Improving Preference Extraction In LLMs By Identifying Latent Knowledge Through Classifying Probes

TL;DR

The paper tackles biases and inefficiencies in LLM-based evaluation by introducing linear classifying probes trained on contrast pairs to explicitly access latent judgement. Both supervised and unsupervised probes demonstrate superior alignment with human judgments compared to generation-based scoring, with unsupervised probes offering strong robustness and efficiency, and supervised probes yielding further gains with modest labeled data.
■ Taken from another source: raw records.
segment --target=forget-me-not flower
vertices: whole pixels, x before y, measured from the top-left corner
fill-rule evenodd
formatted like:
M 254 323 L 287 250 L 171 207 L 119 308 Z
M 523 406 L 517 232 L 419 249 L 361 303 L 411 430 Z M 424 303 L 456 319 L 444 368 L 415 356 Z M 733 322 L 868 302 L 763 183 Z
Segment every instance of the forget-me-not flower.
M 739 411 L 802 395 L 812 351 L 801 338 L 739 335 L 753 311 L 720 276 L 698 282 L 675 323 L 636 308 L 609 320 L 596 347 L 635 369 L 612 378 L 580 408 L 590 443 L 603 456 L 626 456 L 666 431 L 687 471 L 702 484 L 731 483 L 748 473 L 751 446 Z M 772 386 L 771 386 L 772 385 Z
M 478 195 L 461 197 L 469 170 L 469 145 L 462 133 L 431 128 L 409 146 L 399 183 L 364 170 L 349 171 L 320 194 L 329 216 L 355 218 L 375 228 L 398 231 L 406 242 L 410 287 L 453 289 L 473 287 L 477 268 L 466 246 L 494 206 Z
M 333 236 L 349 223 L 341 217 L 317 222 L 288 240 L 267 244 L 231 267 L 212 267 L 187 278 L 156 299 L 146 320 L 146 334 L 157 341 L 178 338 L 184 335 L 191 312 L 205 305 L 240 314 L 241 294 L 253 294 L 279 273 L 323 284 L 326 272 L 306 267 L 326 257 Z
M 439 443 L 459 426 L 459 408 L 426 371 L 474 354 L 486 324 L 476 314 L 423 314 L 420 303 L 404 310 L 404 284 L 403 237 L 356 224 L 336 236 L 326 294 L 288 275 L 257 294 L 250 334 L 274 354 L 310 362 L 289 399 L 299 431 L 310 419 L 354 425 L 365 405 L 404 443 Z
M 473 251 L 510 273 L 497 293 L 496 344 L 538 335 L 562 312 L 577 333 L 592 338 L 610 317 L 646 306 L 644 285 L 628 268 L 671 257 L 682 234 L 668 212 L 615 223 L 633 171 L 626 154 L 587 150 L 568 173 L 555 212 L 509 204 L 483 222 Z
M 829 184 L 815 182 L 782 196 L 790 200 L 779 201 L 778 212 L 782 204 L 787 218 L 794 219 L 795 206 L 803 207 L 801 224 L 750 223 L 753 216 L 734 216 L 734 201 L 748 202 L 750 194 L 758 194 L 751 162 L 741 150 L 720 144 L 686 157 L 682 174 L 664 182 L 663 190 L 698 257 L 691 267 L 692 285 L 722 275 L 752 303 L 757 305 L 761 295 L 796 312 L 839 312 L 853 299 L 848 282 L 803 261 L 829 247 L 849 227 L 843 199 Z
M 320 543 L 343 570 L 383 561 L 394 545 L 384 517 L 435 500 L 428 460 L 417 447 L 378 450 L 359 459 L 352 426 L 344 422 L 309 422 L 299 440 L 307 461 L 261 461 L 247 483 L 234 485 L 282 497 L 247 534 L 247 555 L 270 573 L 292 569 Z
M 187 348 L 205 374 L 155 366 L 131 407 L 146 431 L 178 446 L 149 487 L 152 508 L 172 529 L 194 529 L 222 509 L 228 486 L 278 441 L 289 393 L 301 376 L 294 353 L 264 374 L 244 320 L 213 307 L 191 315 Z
Across multiple model families and diverse datasets, probes generalize well under distributional shifts and can even surpass finetuned evaluators under similar data budgets. This approach provides interpretable insights into how models encode judgement, enabling cost-effective, robust LLM-as-a-judge applications with broad practical impact.

Abstract

Large Language Models (LLMs) are often used as automated judges to evaluate text, but their effectiveness can be hindered by various unintentional biases. We propose using linear classifying probes, trained by leveraging differences between contrasting pairs of prompts, to directly access LLMs' latent knowledge and extract more accurate preferences. Through extensive experiments using models of varying size from four different families and six diverse datasets assessing text quality evaluation and common sense reasoning, we demonstrate that both supervised and unsupervised probing approaches consistently outperform traditional generation-based judgement while maintaining similar computational costs. These probes generalise under domain shifts and can even outperform finetuned evaluators with the same training data size. Our results suggest linear probing offers an accurate, robust and computationally efficient approach for LLM-as-judge tasks while providing interpretable insights into how models encode judgement-relevant knowledge. Our data and code will be openly released in the future.

Paper Structure

This paper contains 17 sections, 3 equations, 5 figures, 1 table.

Figures (5)

  • Figure 1: Our method exploits the empirical result that LLMs' internal features of "belief" or "judgement" are correlated with linear directions in their embedding spaces. For Llama 3.1 70B evaluated on the MT-Bench dataset, we find the first principal component of the contrast pair differences of embedding vectors roughly classifies which model in a given example was preferred by a panel of human raters(left). Supervised or unsupervised classifying probes built on these embedding vectors are more aligned with human raters than prompting methods alone(right), and this result holds across different model families (Gemma 2, Llama 3.1) at different sizes (from 2B to 70B parameters).
  • Figure 2: Unsupervised probes, in all but one test case, outperform generation-based methods like direct-scoring and pairwise comparisons. Interestingly, within a given model family, unsupervised probing performance with a small model almost always outperforms prompting performance with much larger models. This highlights two related key findings: (1) the use of relatively large LLMs for LLM-as-a-Judge tasks may be unnecessarily computationally wasteful and (2) there may be significant capability "left on the table" with smaller LLMs for such tasks.
  • Figure 3: Supervised probes, in all cases, allow for a further improvement in alignment with human raters over unsupervised probes. We also test parameter-efficient and full finetuning of models in the Gemma 2 family, finding that supervised probes still outperform finetuned generation-based evaluators.
  • Figure 4: Performance of classifying probes and generation-based prompting for Llama 3.1 70B on the LLMBar dataset. All three methods suffer under adversarial prompting (non-bold subsets), however, both probing approaches remain significantly more robust than prompting.
  • Figure 5: Taking the example of Llama 3.1 70B, we find most supervised probes are dissimilar while most unsupervised probes are similar (up to sign), regardless of the varying tasks in each of the six datasets considered.